Artificial intelligence, data science, and machine learning are being used by businesses to automate and digitize operations, free up employee time, increase productivity, and to monitor and conduct performance reviews. AI increases the speed and effectiveness of decision-making in real-time. The automation of processing huge amounts of information leads to thousands of man-hours saved per year resulting in huge reduction in costs. Furthermore, AI and data science can be used to sift through millions of rows of data curating and narrowing down high-quality leads for organizations to deep dive.

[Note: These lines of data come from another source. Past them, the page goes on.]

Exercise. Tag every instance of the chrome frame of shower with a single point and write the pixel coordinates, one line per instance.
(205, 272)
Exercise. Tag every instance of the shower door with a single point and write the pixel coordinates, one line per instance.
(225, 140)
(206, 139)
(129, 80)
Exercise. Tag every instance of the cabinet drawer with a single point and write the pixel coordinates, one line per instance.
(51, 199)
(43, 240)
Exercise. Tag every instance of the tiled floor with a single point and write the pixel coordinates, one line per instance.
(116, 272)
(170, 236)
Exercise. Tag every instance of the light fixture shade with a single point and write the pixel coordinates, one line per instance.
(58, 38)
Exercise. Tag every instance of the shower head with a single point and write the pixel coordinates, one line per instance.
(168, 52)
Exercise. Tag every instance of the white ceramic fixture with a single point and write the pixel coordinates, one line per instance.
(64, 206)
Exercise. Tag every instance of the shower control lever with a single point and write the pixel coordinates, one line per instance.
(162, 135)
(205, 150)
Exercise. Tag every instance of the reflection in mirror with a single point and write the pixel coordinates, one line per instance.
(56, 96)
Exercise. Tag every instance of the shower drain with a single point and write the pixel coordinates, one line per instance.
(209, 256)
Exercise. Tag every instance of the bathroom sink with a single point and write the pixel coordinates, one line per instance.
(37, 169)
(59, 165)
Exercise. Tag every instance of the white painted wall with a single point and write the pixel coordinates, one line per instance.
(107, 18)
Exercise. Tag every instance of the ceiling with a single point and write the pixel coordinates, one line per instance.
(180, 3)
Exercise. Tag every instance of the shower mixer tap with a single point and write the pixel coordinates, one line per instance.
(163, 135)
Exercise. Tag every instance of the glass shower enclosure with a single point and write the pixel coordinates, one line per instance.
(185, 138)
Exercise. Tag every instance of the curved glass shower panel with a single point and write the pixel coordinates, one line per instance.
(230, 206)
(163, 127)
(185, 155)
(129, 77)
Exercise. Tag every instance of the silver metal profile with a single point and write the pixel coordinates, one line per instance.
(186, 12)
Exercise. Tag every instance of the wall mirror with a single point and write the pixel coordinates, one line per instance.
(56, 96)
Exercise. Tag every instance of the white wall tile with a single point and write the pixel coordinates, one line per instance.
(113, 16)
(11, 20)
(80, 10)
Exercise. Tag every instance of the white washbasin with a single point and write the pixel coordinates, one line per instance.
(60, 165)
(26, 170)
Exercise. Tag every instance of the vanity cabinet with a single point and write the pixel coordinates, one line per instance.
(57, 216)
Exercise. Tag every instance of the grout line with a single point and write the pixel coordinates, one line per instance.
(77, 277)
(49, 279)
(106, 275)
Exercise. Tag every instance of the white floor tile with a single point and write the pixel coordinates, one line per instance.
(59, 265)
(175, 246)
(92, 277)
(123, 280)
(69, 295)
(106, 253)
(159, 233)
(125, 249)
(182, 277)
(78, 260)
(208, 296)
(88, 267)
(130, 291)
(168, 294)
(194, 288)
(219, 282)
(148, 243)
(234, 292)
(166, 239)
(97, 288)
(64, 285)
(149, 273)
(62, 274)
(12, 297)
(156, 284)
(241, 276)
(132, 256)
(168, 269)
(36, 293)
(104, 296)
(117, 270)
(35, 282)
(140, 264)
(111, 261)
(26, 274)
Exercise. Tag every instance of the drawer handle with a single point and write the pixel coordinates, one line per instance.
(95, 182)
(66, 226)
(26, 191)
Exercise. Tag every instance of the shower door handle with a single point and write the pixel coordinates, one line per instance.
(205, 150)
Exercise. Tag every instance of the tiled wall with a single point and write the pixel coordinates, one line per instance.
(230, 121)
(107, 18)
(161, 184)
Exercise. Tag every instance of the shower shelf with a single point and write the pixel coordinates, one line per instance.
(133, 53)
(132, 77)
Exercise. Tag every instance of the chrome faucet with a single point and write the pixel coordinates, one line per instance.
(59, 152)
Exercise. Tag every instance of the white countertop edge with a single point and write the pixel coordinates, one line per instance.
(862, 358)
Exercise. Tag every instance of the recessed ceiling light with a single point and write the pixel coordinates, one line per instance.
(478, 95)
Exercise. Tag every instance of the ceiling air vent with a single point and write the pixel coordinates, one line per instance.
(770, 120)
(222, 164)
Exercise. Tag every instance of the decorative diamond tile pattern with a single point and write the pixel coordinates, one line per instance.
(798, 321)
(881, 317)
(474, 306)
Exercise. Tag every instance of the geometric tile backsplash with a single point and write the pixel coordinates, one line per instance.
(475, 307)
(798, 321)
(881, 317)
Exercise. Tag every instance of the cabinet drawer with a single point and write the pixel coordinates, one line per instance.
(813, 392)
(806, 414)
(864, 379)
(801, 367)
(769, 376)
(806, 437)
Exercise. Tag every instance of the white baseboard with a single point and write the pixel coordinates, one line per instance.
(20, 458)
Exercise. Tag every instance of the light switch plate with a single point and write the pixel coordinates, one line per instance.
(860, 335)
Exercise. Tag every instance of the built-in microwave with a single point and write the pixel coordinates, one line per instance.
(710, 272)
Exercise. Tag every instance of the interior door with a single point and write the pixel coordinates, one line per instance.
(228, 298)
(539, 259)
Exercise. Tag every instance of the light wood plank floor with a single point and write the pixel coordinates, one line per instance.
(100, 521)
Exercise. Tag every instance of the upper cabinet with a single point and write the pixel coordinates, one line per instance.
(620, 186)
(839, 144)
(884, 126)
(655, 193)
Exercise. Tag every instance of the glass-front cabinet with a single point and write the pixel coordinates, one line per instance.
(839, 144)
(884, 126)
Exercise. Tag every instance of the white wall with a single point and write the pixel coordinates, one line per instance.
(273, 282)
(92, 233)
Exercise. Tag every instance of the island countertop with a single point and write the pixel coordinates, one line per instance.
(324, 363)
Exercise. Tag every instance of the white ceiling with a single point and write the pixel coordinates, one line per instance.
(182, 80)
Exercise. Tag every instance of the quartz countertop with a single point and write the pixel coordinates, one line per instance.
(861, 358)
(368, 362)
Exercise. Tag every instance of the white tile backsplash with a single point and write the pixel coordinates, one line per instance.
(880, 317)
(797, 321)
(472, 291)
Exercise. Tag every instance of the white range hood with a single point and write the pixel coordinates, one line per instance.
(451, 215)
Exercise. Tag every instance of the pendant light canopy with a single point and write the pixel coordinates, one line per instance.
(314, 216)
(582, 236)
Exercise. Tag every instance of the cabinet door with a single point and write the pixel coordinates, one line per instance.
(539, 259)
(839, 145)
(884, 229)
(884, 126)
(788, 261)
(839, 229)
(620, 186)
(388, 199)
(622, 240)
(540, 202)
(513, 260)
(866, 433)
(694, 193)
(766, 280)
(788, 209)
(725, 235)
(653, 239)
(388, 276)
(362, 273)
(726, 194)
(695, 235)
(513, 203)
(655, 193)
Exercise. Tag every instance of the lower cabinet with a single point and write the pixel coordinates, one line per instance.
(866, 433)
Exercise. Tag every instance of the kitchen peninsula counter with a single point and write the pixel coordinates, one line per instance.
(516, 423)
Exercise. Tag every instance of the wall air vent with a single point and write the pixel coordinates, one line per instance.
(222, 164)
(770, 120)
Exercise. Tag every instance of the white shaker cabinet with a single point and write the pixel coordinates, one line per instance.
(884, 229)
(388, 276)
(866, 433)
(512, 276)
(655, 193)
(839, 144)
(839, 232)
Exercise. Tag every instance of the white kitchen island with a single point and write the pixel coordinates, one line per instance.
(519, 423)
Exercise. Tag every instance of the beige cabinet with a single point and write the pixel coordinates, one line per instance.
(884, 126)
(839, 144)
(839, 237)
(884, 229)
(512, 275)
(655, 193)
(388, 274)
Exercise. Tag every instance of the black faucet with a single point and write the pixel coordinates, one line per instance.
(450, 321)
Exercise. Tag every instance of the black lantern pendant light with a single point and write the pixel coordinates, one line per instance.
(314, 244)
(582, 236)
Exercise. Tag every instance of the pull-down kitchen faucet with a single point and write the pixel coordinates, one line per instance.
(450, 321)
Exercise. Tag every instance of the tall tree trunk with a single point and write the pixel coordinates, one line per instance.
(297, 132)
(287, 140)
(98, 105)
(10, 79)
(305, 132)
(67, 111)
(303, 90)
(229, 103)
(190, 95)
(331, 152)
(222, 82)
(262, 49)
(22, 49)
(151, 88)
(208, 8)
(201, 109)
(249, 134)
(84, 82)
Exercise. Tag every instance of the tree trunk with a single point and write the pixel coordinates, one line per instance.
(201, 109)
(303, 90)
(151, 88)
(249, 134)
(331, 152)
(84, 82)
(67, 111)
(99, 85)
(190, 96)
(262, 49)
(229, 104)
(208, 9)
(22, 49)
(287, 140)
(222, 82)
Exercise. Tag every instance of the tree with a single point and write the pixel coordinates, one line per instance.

A simple example of automation is; in excel instead of performing the same data cleaning steps manually, one can write a single python or R script that performs all the steps with the press of a button. Moreover, scripts could be developed that take all your client or patient information, even written in a word document, and organize the information into a database or excel file for easy use and reference. Finally, rather than creating visualizations and calculations for every new dataset, a script could be written that stores the data into a database, which directly connects to a Tableau or Power BI dashboard and that keeps updating itself with every new data.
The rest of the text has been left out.